The 20-year-old Parsons, who will become A24’s youngest feature director when the studio releases his horror film in theaters May 29, took the stage at CCXP Mexico on Saturday to share insights into his process. Chiwetel Ejiofor, Renate Rainsef, Mark Duplass, Finn Bennett, and Luketa Maxwell star in the film, which features James Wan, Shawn Levy, and Osgood Perkins as producers, and has a screenplay by Will Sudek.
Back rooms It adapts a YouTube series that Parsons began uploading to YouTube as a teenager in early 2022. With origins in urban legend and various web publications, the videos center on an endless maze of rooms with buzzing fluorescent lights and yellow wallpaper. In the film A24, Reinsve plays a therapist who must track down a missing patient in a strange dimension.
Parsons explained that the film uses the current series and lore as a starting point to examine its characters. “It takes a more specific approach, where you see it through the lens of these specific characters — these individuals who live these scattered, isolated lives,” he said. “In a movie, there’s rarely a moment when more than one or two characters are on screen at a given time. It’s a very lonely movie.”
The director recounted that he taught himself how to use the free, open-source 3D graphics program Blender to create the world of his YouTube videos, which he continues to use for this feature. He and the team, including cinematographer Jeremy Cox, were keen to maintain the continuity of the web series.
“I was working in Blender, designing the sets, and then we were literally building them in real time,” Parsons said of making the film. “We did a lot of testing there to make sure we got the overall tone that people expected [from] Back rooms. “We did 50 wallpaper tests to get the yellow look just right.”
Parsons shared behind-the-scenes footage of the massive set being built, and noted that he eventually had to step away from directing the construction process to start filming the exterior scenes. When he returned two weeks later to see the finished collection, it was “the strangest and most wonderful moment of this project for me.”
“The set was huge. We built 30,000 square feet of actual back rooms that we could walk around in. Some people were actually getting lost. It felt like I was there, which was really weird,” he added.

Throughout the making of the film, Parsons was careful to maintain his initial logic for this world: “I’m always trying to get away from the idea that the back rooms are somehow a dreamy thing in vertical space, where if you turn, the room can change. It preys on the human brain’s ability to map spaces and make sense of them. And the hard part about that is, if you go back the way you came, you go back the way you came, but it keeps moving and going and going. And that’s where the confusion sets in and the warp eventually goes away. All you have to do is stop trying to draw Map it, whereas if it’s constantly changing, you’ll give up on it much faster.
For Parsons, who described first posting videos on YouTube at age nine or 10, Back rooms The series struck a chord with audiences because of “the collective anxiety about the system—economic, industrial, or otherwise—that has been building up over the past few centuries.”

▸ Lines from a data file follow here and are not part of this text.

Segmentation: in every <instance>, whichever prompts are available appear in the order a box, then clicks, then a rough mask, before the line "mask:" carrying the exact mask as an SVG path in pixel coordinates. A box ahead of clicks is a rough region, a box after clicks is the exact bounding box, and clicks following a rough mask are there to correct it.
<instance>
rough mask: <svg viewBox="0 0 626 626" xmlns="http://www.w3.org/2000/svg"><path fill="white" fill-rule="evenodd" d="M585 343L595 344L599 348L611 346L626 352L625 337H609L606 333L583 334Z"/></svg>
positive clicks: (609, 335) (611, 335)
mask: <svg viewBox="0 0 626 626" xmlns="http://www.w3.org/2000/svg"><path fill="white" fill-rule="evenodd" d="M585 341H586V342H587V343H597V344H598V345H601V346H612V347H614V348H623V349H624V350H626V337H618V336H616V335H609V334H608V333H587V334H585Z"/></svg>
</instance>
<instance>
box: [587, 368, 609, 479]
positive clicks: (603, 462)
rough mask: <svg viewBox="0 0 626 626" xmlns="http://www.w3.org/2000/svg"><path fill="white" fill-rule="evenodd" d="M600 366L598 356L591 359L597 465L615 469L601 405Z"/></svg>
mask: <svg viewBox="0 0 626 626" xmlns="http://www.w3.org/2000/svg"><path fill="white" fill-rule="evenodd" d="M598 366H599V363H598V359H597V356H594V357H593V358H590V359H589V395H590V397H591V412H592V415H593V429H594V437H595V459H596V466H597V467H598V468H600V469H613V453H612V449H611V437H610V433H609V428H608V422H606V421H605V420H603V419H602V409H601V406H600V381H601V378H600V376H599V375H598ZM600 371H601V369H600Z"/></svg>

After praising his film’s cast, the director went on to explain: “For me, Back Rooms resonated with what happens when someone goes through sensory deprivation on an individual level – and you walk out into an empty room – and the body and nervous system need to be stimulated so badly.” [when] He is deprived of it. He begins to find noise and information in the pattern of the walls and begins to take this noise more seriously than usual. “It opens his threshold to what he is willing to accept.”